Important For the examples above, since we are using a filesystems database, the participant id is the token. For relational databases, the participant id is the database index.
Having these status and commands ensures that a participant, under headless mode, cannot go back and retake the experiments unless you explicitly allow them, either by way of a new token or an updated one. If a user tried to complete the experiment again after finish or revoke, a message is shown that a valid token is required. If the user reads these documents and adds a _finished
extension, it’s still denied.
Saving Data
Whether you choose a headless or interactive start, in both cases you can choose how your data is saved. The subtle difference for each saving method that result when you choose headless or interactive will be discussed below.
filesystem
Saving to the filesytem is the default (what you get when you don’t specify a particular database) and means saving to a folder called /scif/data
in the Docker image. If you are saving data to the filesystem (filesystem
database), given that you’ve mounted the container data folder /scif/data
to the host, this means that the data will be found on the host in that location. In the example below, we have mounted /tmp/data
to /scif/data
in the container, and we are running interactive experiments (meaning without pre-generated tokens for login):
$ tree /tmp/data/expfactory/xxxx-xxxx-xxxx/
/tmp/data/expfactory/xxxx-xxxx-xxxx/
└── tower-of-london-results.json
0 directories, 1 file
If we had changed our studyid to something else (e.g., dns
), we might see:
$ tree /tmp/data/dns/xxxx-xxxx-xxxx/
/tmp/data/dns/xxxx-xxxx-xxxx/
└── tower-of-london-results.json
0 directories, 1 file
Participant folders are created under the studyid
folder. If you stop the container and had mounted a volume to the host, the data will persist on the host. If you didn’t mount a volume, then you will not see the data on the host.

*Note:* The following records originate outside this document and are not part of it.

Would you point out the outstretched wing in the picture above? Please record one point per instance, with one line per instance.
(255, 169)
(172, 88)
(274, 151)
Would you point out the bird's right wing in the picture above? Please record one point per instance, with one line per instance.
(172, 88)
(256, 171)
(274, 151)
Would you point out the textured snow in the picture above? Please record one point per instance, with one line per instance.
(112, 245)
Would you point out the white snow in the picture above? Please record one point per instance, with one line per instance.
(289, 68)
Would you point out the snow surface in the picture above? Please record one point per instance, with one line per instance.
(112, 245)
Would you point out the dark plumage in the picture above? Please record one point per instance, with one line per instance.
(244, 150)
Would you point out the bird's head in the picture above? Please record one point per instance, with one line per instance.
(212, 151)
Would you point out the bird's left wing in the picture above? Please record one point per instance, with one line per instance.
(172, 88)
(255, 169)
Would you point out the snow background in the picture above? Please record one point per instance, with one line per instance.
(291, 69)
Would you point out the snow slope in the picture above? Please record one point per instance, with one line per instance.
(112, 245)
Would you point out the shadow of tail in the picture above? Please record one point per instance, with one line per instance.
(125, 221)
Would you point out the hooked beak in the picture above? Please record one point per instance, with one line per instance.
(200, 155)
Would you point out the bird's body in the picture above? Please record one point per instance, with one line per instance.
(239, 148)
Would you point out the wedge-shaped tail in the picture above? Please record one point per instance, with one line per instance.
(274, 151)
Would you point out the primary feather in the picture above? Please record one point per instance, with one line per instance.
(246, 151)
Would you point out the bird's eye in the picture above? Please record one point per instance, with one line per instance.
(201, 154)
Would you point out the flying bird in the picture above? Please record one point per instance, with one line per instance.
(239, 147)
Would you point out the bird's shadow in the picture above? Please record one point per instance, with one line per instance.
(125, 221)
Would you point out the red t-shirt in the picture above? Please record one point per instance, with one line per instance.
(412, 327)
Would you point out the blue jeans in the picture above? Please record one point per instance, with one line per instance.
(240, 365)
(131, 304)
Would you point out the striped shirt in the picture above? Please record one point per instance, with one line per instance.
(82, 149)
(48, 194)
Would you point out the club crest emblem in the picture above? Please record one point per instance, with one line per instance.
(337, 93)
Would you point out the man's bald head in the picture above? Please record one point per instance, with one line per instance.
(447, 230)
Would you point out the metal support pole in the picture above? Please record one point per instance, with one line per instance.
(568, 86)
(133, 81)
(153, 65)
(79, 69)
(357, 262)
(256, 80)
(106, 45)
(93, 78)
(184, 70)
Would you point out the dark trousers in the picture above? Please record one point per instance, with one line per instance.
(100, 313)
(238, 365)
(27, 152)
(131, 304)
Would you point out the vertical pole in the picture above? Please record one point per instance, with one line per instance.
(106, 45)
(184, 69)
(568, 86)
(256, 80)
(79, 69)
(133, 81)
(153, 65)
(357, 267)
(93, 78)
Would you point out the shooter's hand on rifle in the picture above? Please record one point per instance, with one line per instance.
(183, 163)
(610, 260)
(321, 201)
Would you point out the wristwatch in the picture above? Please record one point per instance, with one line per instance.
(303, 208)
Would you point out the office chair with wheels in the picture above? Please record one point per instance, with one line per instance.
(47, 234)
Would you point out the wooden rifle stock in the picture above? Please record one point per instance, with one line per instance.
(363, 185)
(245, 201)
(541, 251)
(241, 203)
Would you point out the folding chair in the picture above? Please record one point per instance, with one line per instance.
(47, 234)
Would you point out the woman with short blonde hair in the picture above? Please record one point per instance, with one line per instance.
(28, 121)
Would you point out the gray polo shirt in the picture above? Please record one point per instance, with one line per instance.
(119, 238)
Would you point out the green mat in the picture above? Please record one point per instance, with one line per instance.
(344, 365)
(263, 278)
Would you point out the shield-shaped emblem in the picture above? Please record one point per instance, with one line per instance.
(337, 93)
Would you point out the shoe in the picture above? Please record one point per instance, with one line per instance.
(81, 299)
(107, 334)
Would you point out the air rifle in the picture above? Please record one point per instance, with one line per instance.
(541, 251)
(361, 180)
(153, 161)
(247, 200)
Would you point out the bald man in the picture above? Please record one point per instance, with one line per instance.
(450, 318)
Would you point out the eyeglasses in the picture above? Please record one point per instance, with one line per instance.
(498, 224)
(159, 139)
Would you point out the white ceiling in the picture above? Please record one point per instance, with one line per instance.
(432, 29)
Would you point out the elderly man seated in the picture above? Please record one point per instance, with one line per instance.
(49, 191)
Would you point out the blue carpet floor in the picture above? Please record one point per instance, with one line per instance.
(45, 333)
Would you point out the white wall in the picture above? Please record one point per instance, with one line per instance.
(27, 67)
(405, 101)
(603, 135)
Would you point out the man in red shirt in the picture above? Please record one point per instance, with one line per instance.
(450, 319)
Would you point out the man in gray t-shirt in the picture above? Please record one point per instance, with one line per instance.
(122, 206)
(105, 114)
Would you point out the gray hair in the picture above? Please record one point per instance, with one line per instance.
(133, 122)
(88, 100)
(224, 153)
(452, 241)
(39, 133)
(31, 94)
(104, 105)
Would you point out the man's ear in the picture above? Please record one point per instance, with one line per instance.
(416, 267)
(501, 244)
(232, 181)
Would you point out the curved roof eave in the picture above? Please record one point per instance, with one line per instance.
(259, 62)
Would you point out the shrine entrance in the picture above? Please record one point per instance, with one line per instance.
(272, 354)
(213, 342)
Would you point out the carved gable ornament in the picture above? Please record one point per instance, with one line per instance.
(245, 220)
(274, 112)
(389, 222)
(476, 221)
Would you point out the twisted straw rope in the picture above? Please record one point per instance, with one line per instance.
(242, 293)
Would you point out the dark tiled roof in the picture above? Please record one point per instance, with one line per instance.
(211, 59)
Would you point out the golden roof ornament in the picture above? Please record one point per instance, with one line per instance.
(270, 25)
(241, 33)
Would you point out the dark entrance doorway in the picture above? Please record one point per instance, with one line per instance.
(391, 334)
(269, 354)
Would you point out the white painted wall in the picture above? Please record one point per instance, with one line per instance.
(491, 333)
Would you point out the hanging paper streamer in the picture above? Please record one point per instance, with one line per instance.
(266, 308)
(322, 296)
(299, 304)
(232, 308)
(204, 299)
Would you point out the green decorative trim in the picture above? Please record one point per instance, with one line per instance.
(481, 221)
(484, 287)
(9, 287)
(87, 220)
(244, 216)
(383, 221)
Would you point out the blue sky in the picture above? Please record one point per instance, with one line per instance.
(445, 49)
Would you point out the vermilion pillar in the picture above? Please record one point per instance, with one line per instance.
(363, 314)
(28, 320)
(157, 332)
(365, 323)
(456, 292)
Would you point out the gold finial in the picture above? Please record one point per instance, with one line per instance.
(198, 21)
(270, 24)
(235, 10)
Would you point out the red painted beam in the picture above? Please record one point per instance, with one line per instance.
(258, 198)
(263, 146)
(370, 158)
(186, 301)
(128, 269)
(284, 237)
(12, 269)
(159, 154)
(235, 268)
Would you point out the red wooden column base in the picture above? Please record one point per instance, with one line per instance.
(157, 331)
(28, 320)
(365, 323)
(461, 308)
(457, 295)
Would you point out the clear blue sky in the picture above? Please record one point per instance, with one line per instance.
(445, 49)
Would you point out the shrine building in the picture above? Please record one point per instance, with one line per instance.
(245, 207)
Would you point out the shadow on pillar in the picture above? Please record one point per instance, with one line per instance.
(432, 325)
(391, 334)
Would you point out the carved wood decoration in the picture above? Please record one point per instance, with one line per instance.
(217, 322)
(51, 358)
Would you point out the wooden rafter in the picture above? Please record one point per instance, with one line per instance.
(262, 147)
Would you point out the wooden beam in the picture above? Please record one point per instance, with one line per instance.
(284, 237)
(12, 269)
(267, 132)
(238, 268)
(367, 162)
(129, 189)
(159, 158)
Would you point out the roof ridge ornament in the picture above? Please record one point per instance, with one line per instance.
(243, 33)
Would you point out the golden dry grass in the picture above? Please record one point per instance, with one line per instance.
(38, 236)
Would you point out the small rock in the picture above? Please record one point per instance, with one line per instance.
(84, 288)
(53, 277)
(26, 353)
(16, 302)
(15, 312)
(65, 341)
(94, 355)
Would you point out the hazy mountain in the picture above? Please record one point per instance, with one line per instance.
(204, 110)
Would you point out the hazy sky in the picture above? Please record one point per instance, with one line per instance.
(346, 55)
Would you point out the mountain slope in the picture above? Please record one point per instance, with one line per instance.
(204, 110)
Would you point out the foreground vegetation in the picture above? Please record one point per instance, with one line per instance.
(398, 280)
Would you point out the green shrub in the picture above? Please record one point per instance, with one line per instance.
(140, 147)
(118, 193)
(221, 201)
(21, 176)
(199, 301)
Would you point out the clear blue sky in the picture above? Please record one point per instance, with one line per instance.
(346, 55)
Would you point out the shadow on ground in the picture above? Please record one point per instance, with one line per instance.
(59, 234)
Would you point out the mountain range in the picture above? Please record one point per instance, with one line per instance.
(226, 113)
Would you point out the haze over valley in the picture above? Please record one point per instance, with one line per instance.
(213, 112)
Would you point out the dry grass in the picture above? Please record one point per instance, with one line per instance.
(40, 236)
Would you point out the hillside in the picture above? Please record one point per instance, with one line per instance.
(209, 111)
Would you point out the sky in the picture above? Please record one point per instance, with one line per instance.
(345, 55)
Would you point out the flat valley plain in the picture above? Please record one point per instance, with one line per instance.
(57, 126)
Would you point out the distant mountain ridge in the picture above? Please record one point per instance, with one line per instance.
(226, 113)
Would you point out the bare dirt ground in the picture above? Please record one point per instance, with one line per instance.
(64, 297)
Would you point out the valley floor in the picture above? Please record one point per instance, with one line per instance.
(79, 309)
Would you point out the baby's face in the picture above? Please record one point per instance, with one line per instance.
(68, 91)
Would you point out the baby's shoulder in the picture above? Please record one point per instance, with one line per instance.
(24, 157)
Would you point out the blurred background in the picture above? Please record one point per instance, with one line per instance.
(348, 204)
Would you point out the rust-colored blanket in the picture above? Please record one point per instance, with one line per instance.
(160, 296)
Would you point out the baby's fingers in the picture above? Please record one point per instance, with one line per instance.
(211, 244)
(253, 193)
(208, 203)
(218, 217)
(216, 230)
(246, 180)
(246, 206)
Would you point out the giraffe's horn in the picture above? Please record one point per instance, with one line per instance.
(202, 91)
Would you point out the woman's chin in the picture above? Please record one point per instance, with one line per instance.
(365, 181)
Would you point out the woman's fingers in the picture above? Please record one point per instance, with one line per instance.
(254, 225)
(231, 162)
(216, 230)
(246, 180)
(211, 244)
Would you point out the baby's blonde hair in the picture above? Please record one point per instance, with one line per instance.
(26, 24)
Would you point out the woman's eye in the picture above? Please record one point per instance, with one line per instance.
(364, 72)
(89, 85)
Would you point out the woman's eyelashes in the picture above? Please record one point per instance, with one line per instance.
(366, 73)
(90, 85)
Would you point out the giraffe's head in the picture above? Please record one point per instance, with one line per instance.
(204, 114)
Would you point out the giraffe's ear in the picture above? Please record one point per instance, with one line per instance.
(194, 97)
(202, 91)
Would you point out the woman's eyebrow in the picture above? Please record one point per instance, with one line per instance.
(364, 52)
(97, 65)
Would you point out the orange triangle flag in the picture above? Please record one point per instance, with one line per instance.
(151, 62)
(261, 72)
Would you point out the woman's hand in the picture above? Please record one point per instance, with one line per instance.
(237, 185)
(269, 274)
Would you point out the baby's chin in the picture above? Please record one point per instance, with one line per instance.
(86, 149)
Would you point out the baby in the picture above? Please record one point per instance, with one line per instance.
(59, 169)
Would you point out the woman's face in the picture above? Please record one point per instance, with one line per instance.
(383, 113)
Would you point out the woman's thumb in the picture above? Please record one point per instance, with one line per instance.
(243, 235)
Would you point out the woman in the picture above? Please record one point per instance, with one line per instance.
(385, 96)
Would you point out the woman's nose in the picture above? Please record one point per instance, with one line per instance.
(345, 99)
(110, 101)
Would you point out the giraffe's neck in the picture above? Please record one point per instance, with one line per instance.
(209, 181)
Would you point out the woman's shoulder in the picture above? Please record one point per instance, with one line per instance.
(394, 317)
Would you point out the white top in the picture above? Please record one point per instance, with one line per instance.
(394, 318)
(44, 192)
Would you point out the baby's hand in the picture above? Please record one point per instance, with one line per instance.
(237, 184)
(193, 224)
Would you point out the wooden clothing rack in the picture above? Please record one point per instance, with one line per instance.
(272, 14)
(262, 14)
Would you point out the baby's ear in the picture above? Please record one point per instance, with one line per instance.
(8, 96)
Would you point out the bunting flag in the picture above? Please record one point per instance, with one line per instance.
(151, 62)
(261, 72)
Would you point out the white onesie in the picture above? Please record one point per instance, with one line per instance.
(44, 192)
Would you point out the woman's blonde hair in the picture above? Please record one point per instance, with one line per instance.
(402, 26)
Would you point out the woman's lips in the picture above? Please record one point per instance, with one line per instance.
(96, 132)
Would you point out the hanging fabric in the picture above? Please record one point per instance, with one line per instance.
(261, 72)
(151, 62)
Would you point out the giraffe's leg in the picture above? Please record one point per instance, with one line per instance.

Now we will talk about interaction with the data.
How do I read it?
For detailed information about how to read json strings (whether from file or database) see working with JSON. For a filesystem save, the data is saved to a json object, regardless of the string output produced by the experiment. This means that you can load the data as json, and then look at the data
key to find the result saved by the particular experiment. Typically you will find another string saved as json, but it could be the case that some experiments do this differently.
sqlite
An sqlite database can be used instead of a flat filesytem. This will produce one file that you can move around and read with any standard scientific software (python, R) with functions to talk to sqlite databases. If you want to start your container and use sqlite3, then specify:
docker run -p 80:80 expfactory/experiments \
--database sqlite \
start
If you just specify sqlite
the file will save to a default at /scif/data/<studyid>.db
You can also specify a custom database uri that starts with sqlite, like sqlite:////tmp/database.db
that will be generated in the container (and you can optionally map to the host). For example, here is my sqlite3 database under /scif/data
, from within the container:
ls /scif/data
expfactory.db
How do I read it?
You can generally use any scientific programming software that has libraries for interacting with sqlite3 databases. My preference is for the sqlite3 library, and we might read the file like this (in python):
import sqlite3
conn = sqlite3.connect('/scif/data/expfactory.db')
cur = conn.cursor()
cur.execute("SELECT * FROM result")
results = cur.fetchall()
for row in results:
print(row)
Each result row includes the table row id, the date, result content, and participant id.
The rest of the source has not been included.